Public-sector reform vital, but controversial
The third challenge is related to the overall structure of the bureaucracy and public sector. Both are comparatively inflated and inefficient. The approach to tackling unemployment by increasing public sector employment (in particular at the local level) has failed, and has considerably lowered the effectiveness and efficiency of public service provision. Similarly, the introduction of a more competitive framework for some public sectors (such as transportation) has repeatedly been postponed. Trimming redundant or inefficient administrations, revising policies that benefit vested interests, and simplifying the complex multi-layered territorial system (“millefeuille”) will be necessary reforms. However, such reforms will likely produce protest and discontent in the short-term, while only proving beneficial much later.
A fourth major challenge concerns the intertwined issues of security, immigration and integration. The traditional French model, based on an open policy toward immigrants acquiring French nationality and on the principle of equality of all citizens regardless of ethnic origins or religion, has lost its integrative power over the last 30 years. The former key instruments of the integration process (education, work, religion, political parties and trade unions) are no longer effective, while the recent terrorist attacks have further weakened integration processes.
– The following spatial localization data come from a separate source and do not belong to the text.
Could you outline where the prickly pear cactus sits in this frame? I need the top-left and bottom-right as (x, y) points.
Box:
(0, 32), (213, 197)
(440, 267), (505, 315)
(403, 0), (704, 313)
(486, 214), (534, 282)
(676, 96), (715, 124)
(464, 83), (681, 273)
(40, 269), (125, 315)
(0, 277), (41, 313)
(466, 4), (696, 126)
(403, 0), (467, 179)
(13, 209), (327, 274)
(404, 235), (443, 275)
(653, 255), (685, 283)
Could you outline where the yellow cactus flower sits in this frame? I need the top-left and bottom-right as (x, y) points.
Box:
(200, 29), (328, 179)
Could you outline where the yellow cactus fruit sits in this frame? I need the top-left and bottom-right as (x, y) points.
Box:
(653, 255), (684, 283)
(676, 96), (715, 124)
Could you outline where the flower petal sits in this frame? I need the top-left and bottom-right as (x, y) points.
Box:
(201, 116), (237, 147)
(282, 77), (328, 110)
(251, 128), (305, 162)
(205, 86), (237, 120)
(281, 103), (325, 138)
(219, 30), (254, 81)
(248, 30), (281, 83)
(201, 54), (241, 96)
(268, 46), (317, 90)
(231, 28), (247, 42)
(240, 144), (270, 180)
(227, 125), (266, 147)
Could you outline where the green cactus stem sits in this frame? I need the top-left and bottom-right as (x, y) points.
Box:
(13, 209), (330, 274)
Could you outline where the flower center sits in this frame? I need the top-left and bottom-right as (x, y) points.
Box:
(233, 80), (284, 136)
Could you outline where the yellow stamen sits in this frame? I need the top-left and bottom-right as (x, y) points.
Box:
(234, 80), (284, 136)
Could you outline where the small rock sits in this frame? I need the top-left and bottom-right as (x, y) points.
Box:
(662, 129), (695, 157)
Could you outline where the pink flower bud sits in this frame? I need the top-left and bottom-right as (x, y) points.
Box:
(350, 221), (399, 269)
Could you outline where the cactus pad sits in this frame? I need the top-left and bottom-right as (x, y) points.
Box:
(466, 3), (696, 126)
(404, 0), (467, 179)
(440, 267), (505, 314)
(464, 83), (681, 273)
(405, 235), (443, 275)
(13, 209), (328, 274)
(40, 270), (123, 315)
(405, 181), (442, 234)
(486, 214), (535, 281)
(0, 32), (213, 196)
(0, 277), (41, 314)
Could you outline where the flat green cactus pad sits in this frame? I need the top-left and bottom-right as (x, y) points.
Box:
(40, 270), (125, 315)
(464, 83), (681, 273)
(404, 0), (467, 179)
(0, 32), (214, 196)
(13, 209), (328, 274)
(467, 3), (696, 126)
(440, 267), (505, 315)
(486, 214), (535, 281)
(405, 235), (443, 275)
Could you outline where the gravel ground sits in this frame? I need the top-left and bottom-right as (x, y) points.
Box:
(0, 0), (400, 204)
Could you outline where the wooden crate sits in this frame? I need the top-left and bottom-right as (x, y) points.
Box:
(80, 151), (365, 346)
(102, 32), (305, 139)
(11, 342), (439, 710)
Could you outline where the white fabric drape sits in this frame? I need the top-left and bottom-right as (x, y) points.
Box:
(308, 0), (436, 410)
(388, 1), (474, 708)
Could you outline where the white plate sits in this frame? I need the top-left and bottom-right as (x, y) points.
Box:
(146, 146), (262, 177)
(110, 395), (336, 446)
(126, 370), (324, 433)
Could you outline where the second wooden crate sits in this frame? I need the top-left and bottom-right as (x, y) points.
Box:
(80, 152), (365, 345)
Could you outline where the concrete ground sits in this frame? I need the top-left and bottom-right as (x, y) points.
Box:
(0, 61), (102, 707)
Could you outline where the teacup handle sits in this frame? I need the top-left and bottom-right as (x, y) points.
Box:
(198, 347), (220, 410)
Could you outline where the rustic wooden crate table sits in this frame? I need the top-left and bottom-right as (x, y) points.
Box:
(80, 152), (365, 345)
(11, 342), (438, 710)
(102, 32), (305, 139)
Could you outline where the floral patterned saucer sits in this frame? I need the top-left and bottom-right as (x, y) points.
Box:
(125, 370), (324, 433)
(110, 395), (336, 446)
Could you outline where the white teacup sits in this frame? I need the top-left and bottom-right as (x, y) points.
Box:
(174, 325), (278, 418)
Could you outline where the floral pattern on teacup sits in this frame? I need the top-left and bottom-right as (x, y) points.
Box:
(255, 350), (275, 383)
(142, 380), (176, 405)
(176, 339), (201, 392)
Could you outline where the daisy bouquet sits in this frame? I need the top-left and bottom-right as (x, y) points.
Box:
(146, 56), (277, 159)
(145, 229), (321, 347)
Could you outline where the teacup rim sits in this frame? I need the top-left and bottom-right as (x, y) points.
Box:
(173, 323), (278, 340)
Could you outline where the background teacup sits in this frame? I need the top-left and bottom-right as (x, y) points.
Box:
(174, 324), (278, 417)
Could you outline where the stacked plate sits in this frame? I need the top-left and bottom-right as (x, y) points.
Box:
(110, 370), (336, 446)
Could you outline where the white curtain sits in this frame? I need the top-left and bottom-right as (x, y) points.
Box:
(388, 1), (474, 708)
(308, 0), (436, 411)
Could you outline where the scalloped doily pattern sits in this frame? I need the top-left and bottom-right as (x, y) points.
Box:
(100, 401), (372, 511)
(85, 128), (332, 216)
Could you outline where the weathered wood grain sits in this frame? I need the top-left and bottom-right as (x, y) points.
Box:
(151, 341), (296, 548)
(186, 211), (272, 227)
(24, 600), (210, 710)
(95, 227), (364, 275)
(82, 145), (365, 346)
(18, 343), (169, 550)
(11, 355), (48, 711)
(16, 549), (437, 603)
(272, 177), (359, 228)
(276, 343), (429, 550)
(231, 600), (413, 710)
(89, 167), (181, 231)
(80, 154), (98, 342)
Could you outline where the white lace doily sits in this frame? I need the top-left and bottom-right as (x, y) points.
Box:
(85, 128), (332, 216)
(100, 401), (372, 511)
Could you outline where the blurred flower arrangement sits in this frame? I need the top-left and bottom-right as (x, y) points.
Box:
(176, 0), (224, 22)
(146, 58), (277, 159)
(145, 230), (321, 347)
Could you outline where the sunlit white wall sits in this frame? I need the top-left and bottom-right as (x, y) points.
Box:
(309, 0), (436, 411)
This challenge requires multifaceted policy solutions in areas including security, urban development, and education and job training, with a primary focus on employment opportunities for the most marginalized citizens. What is at stake is the country’s political and social cohesion, and common national values and rules. Unfortunately, the present situation is characterized by an identity crisis, an ethnic divide, the exclusion of migrants and political frustrations which have, in part, benefited extremist political candidates and parties.
Clear choices, honest dialogue needed
France needs courageous policies that include clear (even if unpopular) choices, frankness when explaining the challenges, more social dialog, and a more streamlined and coordinated style of governance. The good news is that the newly elected president is fully and explicitly committed to this reform agenda.